Windows 10, Audacity 3.1.3.
I have two FLAC files, the original was recorded mid-April, the second is an edited version of the original recorded at the end of July. I was asked to make four small changes. The original track is 51m08s, but the edited track is 51m37s. My proof-listener and I both are puzzled, because we do not see twenty-nine seconds of newer text in the edits. One edit was to delete text, so four edits with a net increase of 29 seconds is more mysterious.
My recording studio (“The study”) is an acoustic disaster as a natural consequence of increasing the window glass area in a nine-foot by ten-foot room from 725 square inches to 5,610 square inches and removing all but three bookcases
My theory is that recording in my bedroom instead of my old study might mean a change in posture etc resulting ion a slower mode of the spoken text.
The bulk of the 51-minute track is unchanged. Or ought to be. It is the original FLAC and so, I think, should match bit-wise at least until the first edit.
Is there a simple way to have Audacity compare two tracks bit-wise, and then halt at the first mis-match?
If so I could use this technique just four times and check that the only bit-wise mis-matches occur at the start of each scheduled edit, and more importantly, that the immediately surrounding audio is as it should be.
I did a search for topics with “compare” over the past five years, and I think that my situation differs from those examples given.
You can open both tracks in Audacity. The trick is to use File → Import → Audio for the 2nd track instead of using “open”.
When you hit the Play button they will play at the same time or there are mute buttons to left of the waveform if you want to mute one at a time.

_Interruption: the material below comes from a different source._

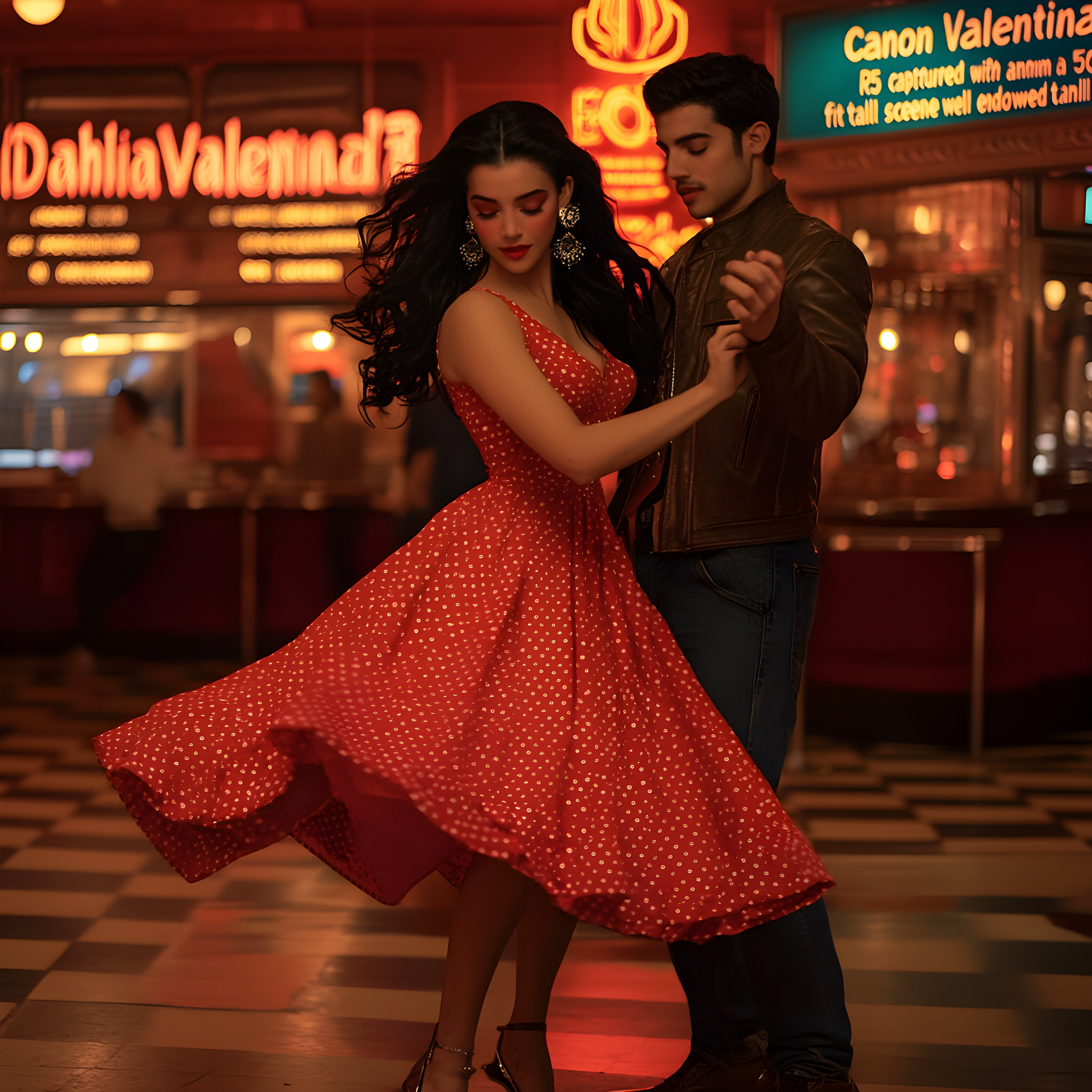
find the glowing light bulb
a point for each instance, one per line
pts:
(1054, 294)
(38, 13)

Perhaps easier to use the “Solo” buttons to play just one of the tracks at any one time
DVDDoug>> “You can open both tracks in Audacity. The trick is to use File → Import → Audio for the 2nd track instead of using “open” When you hit the Play button they will play at the same time or there are mute buttons to left of the waveform if you want to mute one at a time.”
Hi Doug, solutions similar to this I have seen here and here, but all these solutions involve a human judgment that is non-binary. I don’t need, nor do I want, to listen to the first 30 minutes of what is identical audio. Note that I cloned the April track and made what believe to be minor patches at four specific locations.
I am looking for a mechanical, bit-for-bit comparison of that leading 30 minutes, that ought to be an exact copy of itself. FLAC files, remember, not MP3.
Had I made no changes, then the two tracks should be bit-wise absolutely equivalent. Right to the point where my first (of four) changes was made, I expect the FLAC tracks to be bit-wise identical. Why would then not be identical, bit for bit?
If Audacity can compare two tracks bit-wise and halt at the first discrepancy, then I can select the area where the discrepancy occurs and use Audacity to listen to the audio to inspect the difference.
I ought not to sit for 30 boring minutes doing what a computer can do in seconds.
I have many applications that do bit-wise analysis of files, but none of them provide an audio output to let me hear what is going on at the point of difference.
WaxCylider >> Perhaps easier to use the “Solo” buttons to play just one of the tracks at any one time
Hi WaxCylinder. As noted in my reply to Doug, I do not want to listen to the tracks. I want to listen to the tracks only after a difference has been found.
“Is there a simple way to have Audacity compare two tracks bit-wise, and then halt at the first mis-match?”
Note to all: I am not comparing two close-to-similar tracks here; nor am I comparing two tracks recorded at different times by the same person. I am comparing one track with a clone of itself, the clone having (we believe) only four areas where brief (total of 30-second) changes were made.
What happens after the first change is detected? I deal with it, then select a chunk of audio immediately after the change, and ask Audacity to locate forwards that bit-pattern in the other track. By this means the starting-point for the second comparison is established. And so on.
I am comparing one track with a clone of itself
Was the machine that made the clone the same machine that made the original FLAC? We are warned that digital audio files are created with reference to the computer’s internal time system (that little clock chip down there on the motherboard).
I don’t need, nor do I want, to listen to the first 30 minutes of what is identical audio.
Nor do you have to. If nobody comes up with an automatic way to do it, I would use the Half and Half Again method. As above mount both tracks and listen briefly to the beginning and then 30 minutes in. It should be possible to hear a distinct timing error at 30 minutes. Then go half-way into the selection and listen again.
If half-way has no errors, go half-way again.
I think you’re going to find a time error that gets slowly worse over the course of the performance due to computer hardware timebase errors. I don’t think there’s going to be one single “Aha!” moment you can fix.
Hi. I am not sure this could help you but you can try:
- Create a new project and import both tracks
- Invert only one of the tracks (Effect > Invert)
- Then mix them both into a new track (Tracks > Mix > Mix and Render to New Track)
If both tracks are exactly the same they will be mixed into silence until the first difference is found.